IO NON SONO RAZZISTA MA…
A seguire ecco uno dei pezzi più conosciuti dell’album, una mina che critica il razzismo dal titolo “Io non sono razzista ma…”. E qui che Willie Peyote da una delle sue critiche più dirette, colpendo chiunque si sia macchiato anche minimamente di razzismo, perché un ma in queste situazioni conta fin troppo. Basta una strofa però per distruggere alcune delle cose più sentite, criticando una superficialità di massa incredibilmente stupida che non si rende neanche conto di quello che dice, cercando motivazioni insensate per le loro affermazioni da quattro soldi. A catturare è sicuramente il ritmo scattante e che ti fa immediatamente prendere bene di questa canzone, portandoti a volerlo cantare con lui perdendo tutto il fiato cercando di andare alla sua velocità.
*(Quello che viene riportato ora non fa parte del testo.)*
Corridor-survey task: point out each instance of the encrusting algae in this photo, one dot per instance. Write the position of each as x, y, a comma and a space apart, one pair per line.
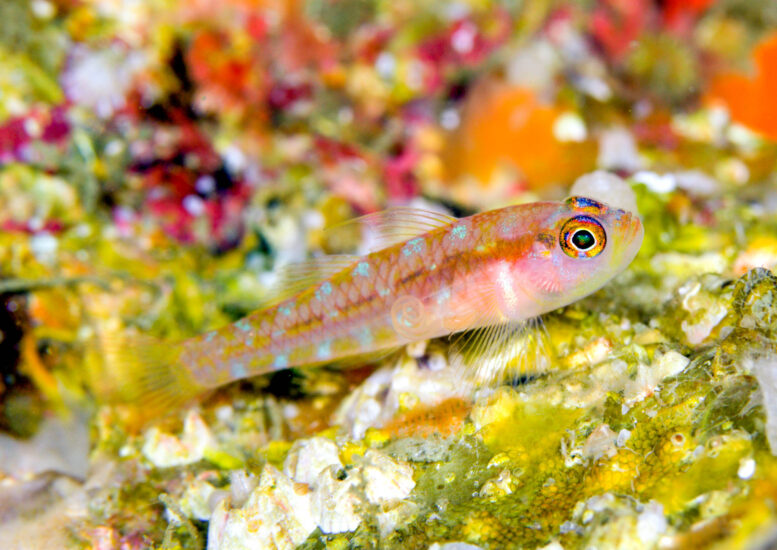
165, 164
VECCHIO HO FATTO UN SOGNO + LA DITTATURA DEI NONFUMATORI
Una situazione molto particolare si trova in queste due tracce: “Vecchio ho fatto un sogno” è alla fine una lunga e separata introduzione alla canzone “La dittatura dei nonfumatori”, che vuole appunto raccontare in musica il sogno descritto precedentemente. In questo sogno ci si trova in un mondo assurdo dove si può fumare soltanto in casa propria in quanto farlo all’esterno è punibile come reato in quanto fastidioso e dannoso per la salute, tralasciando però le leggi sulla cocaina, che viene sdoganata e messa legalmente in commercio. Ma non solo, viene punito anche chi viene sorpreso a mangiare carne in quanto pericoloso per il pianeta oltre che una tragedia per gli animali negli allevamenti intensivi, tanto da venire vietato anche solo comprarla al supermercato. Ovviamente è una grande critica a tutti quei movimenti salutisti che spesso aggradiscono chi fuma o chi mangia carne.
NESSUNO È IL MIO SIGNORE
Avvicinandoci verso la fine troviamo un doppio feat in “Nessuno è il mio signore” con Ensi e Paolito. In questa canzone troviamo un’altra critica assurda, questa volta alla chiesa, enunciando il forte ateismo di Willie, che non capisce e non rispetta le regole e i dogmi della chiesa in quanto spesso superficiali e/o senza senso. Pieno di regole e indottrinamento è una cosa che il cantante proprio non sopporta, proprio come i suoi colleghi, prima Paolito che inoltre critica il dio denaro, ormai unica vera credenza della società e su come lo stato lo permetta tranquillamente, approfittandone. Ma anche Ensi si fa sentire, infatti non fidandosi di una parola senza nessuna prova non riesce a seguire la chiesa che cerca di sponsorizzarsi, preferendo rimanere con domande senza risposta piuttosto che avere un contentino incerto.
TRUMAN SHOW
Penultima canzone dell’album è “Truman show”, chiara citazione al film con Jim Carrey. Il tema centrale della canzone come del film è la ricerca della verità, una cosa quasi impossibile e che forse non si è pronti a sentire, ma si deve sentire per andare davvero avanti e crescere come persona. Ma in questo brano non si parla solo di questo, infatti Willie Peyote parla della difficoltà del riuscire a far emozionare la gente, far capire davvero cosa si vuole comunicare, una cosa spesso difficile. Ma anche sul fatto che la musica non può essere misurata coi soldi, come non si può conoscere un cantante solo dalla musica che fa, perché quello che dice non è tutto quello che è.
E ALLORA CIAO
Ultimo pezzo dell’album è “E allora ciao”, un brano molto profondo in quanto tratta di un tema molto importante: il suicidio. Il cantante infatti ha pensato a questa opzione in un periodo della sua vita, come si può anche notare dalla chiamata col padre a inizio del brano. La canzone inizia con un ringraziamento al padre stesso, andando avanti in una sfiducia nel cambiare la società in quanto per farlo bisognerebbe agire tutti insieme, ma ci sarà sempre qualcuno che non vuole davvero farlo fino in fondo, pochi hanno davvero il coraggio di farsi sentire e agire per cambiare qualcosa. Poi nella seconda strofa affronta meglio il tema del suicidio, il vuoto che sente dentro e delle lettere da lasciare come addio, alla fine poco più dei ringraziamenti alla fine dei dischi. Il pezzo finisce con la ripetizione di “E allora ciao”, come la fine di una chiamata, ma magari anche un’ulteriore citazione a Luigi Tenco, già citato precedentemente nel brano.